No one is happy with Bank of America. As their annual shareholder meeting draws to a close in Charlotte, NC today, four days of protests will be reaching their height while BofA’s stock continues to languish at lows it has not seen since the early 90’s.
There have been calls to stop doing business with Bank of America. There’s a petition and song about breaking up the bank. It was ranked #5 among America’s least reputable companies and named the second worst company in the country two years in a row. They tried to raise debit card fees, backed down from the resulting outrage, and yet are already working more fees back in. And now, as the possibility of their own credit rating getting a downgrade looms, their CEO’s pay has quadrupled…
Where do you even begin cleaning up that mess? An apology would be a start, but this one turned out to be a bit of economic fan fiction. Meanwhile, Bank of America continues doing business, such as being the largest financier of the U.S. coal industry, which earned their stadium in Charlotte a recent rebranding campaign.
Aside from generating 42% of the electricity produced in the U.S. during 2011, there’s not much good to say about coal either.

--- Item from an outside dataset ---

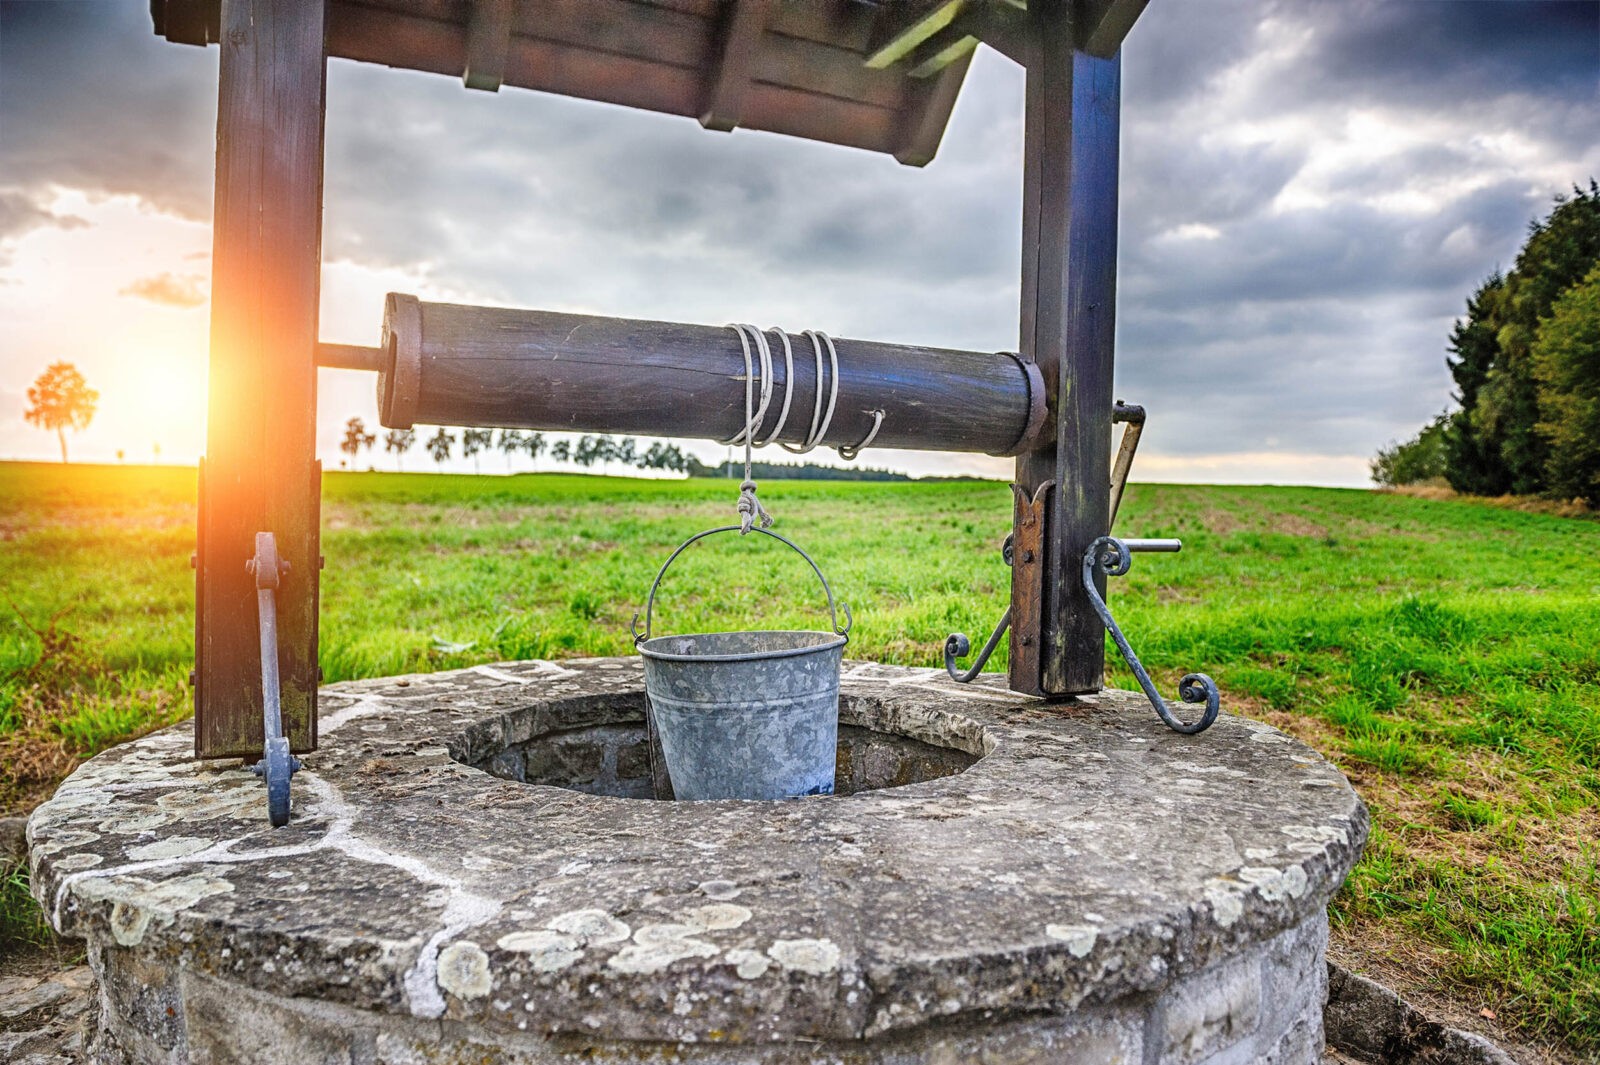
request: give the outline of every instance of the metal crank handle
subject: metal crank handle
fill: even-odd
[[[1155,708],[1156,715],[1174,732],[1194,735],[1210,728],[1221,710],[1221,696],[1217,692],[1216,682],[1204,673],[1190,673],[1179,681],[1178,695],[1183,701],[1205,703],[1206,708],[1200,715],[1200,720],[1192,724],[1178,720],[1168,708],[1166,700],[1156,691],[1155,684],[1150,680],[1150,674],[1145,672],[1139,656],[1133,653],[1133,648],[1128,645],[1128,638],[1122,635],[1121,627],[1111,616],[1110,608],[1106,606],[1106,601],[1100,598],[1100,592],[1094,586],[1096,570],[1108,577],[1120,577],[1127,573],[1128,567],[1133,564],[1135,551],[1178,551],[1182,547],[1183,543],[1180,540],[1119,540],[1115,536],[1102,536],[1090,544],[1089,550],[1083,554],[1083,590],[1088,594],[1095,613],[1100,615],[1106,631],[1110,632],[1111,638],[1116,641],[1117,650],[1122,652],[1122,660],[1128,663],[1128,668],[1138,679],[1139,687],[1144,689],[1145,697]]]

If you’re tired of the usual laundry list of coal’s consequences, then maybe a report from Harvard pegging the best estimate of coal’s annual cost to the U.S. public at a third of a trillion, $75 billion in Appalachia alone, might be of interest.
The most alarming thought, however, is the simple combination of a desperate bank and a literally dirty business. If no one is walking away from money on a good day, Bank of America will likely be the last to admit that it’s $4.3 billion coal business is as toxic as it’s purchase of Countrywide, a contender for the worst deal in history. … That’s why they’ll probably need a little help.